— И что это за причина? — Лизавета подозревала, что на самом деле не хочет знать ответа на свой вопрос.
С одной стороны, знание правды направило бы её, подсказало, стоит ли в действительности опасаться морского княжича или в нём можно найти союзника, и пролило бы свет на то, как будет складываться дальнейшая жизнь в Нави. С другой стороны, судя по поведению мнущейся, откладывающий момент истины Ольги, в грядущих событиях не стоило искать ничего хорошего.
— Дело в Славе, — Инга первой не выдержала напряжения.
— А что с ней? — Лизавета посмотрела на неё поверх Ольгиной головы.
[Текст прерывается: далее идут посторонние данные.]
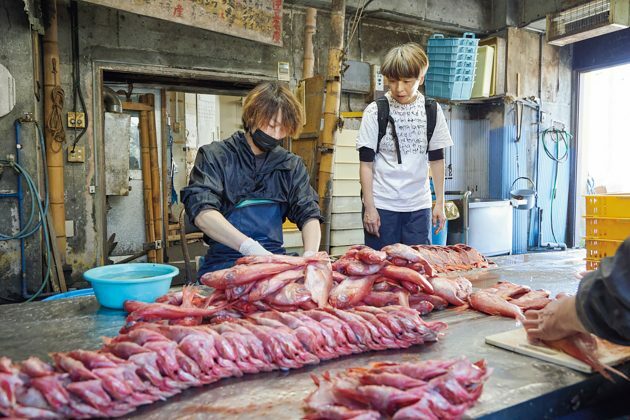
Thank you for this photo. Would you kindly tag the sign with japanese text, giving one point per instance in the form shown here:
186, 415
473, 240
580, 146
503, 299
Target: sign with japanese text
257, 20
Однако Инга уже отвернулась, явно не собираясь продолжать и тем самым возложив тяжкую ношу на плечи Ольги. Та мягко сжала Лизаветины пальцы:
— Она умерла.
На мгновение Лизавета застыла. Новость показалась ей невозможной, ненастоящей. Разум тут же начал подкидывать опровержения: Сбыслава не могла умереть, ведь она уже была мертва — иначе бы просто не стала русалкой! Но серьёзный взгляд Ольги говорил об обратном.
— Но как?..
Ольга как будто ждала этого вопроса. Глубоко вдохнув, как перед прыжком с высоты в холодную воду, она ответила:
— Её убили.
Лицо Лизаветы дёрнулось. Уголок губ нервно приподнялся в странном подобии улыбки, меж бровей пролегла глубокая складка, глаза прищурились словно бы с подозрением. Но сама она не издала и звука, сердце её не знало, что чувствовать. Должна ли она испугаться? Скорбеть? Сочувствовать?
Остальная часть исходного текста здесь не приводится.